One of the most common ways is called Difference of Gaussians (
DoG ). Blurring the picture with different radius and comparing the results, you can find the most contrasting fragments. The areas around these fragments are the most interesting.
Further, these areas are described in digital form. The regions are divided into small sections, it is determined in which direction the gradients are directed, vectors are obtained.
The picture below shows what it looks like. The received data is recorded in descriptors.

In order for identical descriptors to be recognized as such regardless of rotations in the plane, they are turned so that the largest vectors are turned in one direction. This is not always done. But if you want to find two identical objects located in different planes.
Descriptors can be written in numeric form. The descriptor can be represented as a point in a multidimensional array. We have a two-dimensional array in the illustration. Our handles got into it. And we can cluster them - divided into groups.

Next, for each cluster we describe a region in space. When the descriptor gets into this area, it’s not what it was for us that matters, but which area it got into, becomes important for us. And then we can compare the images, determining how many descriptors of one image are in the same clusters as the descriptors of another image. Such clusters can be called visual words.
To find not just identical pictures, but images of similar objects, it is required to take a set of images of this object and a set of pictures in which it does not exist. Then select descriptors from them and cluster them. Next, we need to find out which clusters the descriptors from the images on which the object we need was present got into. Now we know that if the descriptors from the new image fall into the same clusters, it means that the desired object is present on it.
Matching descriptors is not a guarantee of the identity of the objects containing them. One of the ways of additional verification is geometric validation. In this case, a comparison of the location of the descriptors relative to each other.
Recognition and classification
For simplicity, let's imagine that we can break all the images into three classes: architecture, nature and portrait. In turn, we can divide nature into plants of animals and birds. And having already understood that this is a bird, we can say which one: owl, seagull or raven.
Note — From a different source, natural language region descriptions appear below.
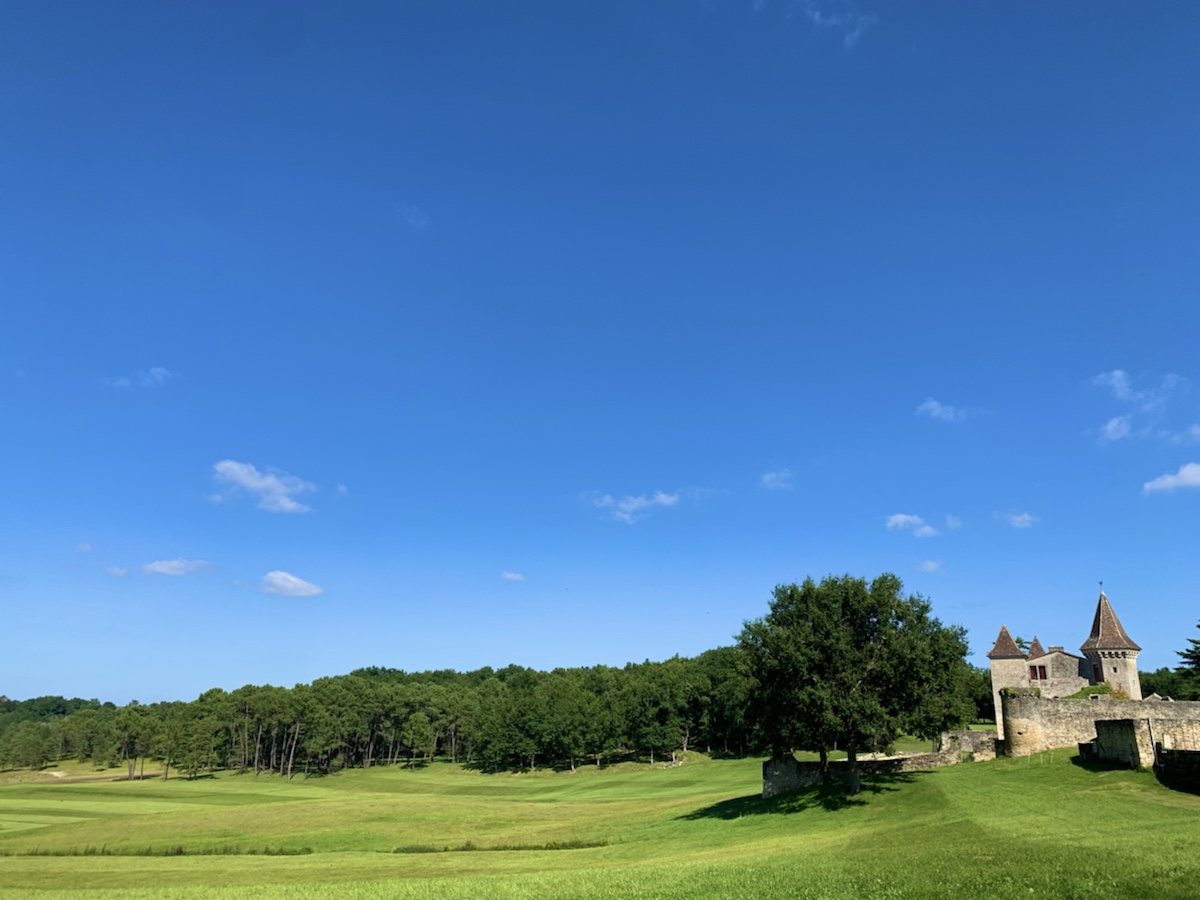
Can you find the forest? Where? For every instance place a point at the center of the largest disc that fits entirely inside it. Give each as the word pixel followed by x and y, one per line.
pixel 507 719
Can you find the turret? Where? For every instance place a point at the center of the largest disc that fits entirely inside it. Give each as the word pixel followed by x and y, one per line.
pixel 1007 671
pixel 1111 652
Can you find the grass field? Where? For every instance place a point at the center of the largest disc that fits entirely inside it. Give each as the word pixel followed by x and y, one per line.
pixel 1035 827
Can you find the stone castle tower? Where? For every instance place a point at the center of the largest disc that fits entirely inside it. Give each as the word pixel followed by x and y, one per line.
pixel 1109 657
pixel 1113 654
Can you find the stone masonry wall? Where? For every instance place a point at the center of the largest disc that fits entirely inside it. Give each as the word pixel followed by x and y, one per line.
pixel 1033 724
pixel 1180 768
pixel 1125 741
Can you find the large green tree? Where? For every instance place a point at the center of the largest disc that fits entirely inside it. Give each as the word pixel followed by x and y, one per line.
pixel 851 665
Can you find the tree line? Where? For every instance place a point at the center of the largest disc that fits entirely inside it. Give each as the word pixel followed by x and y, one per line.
pixel 839 665
pixel 496 719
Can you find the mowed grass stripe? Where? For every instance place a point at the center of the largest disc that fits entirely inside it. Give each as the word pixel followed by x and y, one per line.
pixel 984 829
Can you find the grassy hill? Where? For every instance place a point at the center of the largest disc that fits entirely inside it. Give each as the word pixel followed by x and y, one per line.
pixel 1038 826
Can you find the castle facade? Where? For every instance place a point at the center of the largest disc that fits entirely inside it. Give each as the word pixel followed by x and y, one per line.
pixel 1109 657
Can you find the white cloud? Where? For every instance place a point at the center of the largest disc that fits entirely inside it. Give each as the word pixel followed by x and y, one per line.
pixel 1187 477
pixel 1019 520
pixel 941 411
pixel 276 491
pixel 154 377
pixel 915 525
pixel 629 509
pixel 1145 406
pixel 417 219
pixel 1119 426
pixel 841 16
pixel 147 378
pixel 175 567
pixel 287 585
pixel 1117 381
pixel 780 480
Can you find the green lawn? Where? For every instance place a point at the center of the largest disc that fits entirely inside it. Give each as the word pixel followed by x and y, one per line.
pixel 1038 826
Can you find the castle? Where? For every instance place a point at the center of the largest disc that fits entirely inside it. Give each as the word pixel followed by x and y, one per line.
pixel 1035 693
pixel 1110 657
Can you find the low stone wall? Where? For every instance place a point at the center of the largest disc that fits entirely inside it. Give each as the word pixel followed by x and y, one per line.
pixel 979 744
pixel 780 777
pixel 1125 741
pixel 1033 724
pixel 1180 768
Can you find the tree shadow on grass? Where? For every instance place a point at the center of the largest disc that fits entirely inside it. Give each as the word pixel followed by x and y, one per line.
pixel 1097 765
pixel 831 798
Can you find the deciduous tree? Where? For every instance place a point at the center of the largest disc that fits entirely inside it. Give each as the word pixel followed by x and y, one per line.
pixel 851 665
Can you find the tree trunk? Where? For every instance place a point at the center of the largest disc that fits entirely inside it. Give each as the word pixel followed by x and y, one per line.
pixel 293 756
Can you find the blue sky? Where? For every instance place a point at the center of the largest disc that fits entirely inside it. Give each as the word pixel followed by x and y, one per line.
pixel 448 335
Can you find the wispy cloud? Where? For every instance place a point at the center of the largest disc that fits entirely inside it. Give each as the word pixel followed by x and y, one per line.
pixel 841 16
pixel 1018 520
pixel 779 480
pixel 912 525
pixel 154 377
pixel 1116 427
pixel 629 509
pixel 941 411
pixel 414 216
pixel 1145 406
pixel 281 583
pixel 1187 477
pixel 175 567
pixel 276 491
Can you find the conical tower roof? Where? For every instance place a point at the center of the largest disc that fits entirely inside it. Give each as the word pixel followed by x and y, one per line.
pixel 1107 631
pixel 1006 647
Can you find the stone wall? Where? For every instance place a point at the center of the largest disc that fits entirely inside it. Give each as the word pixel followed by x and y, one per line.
pixel 780 777
pixel 1033 724
pixel 1125 741
pixel 1180 768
The difference between recognition and classification is rather arbitrary. If we found an owl in the picture, then this is more of a recognition. If just a bird, then this is a kind of intermediate option. And if only nature is definitely a classification. Those. the difference between recognition and classification is how deep we went through the tree. And the further the computer vision goes, the lower the line between classification and recognition will slide.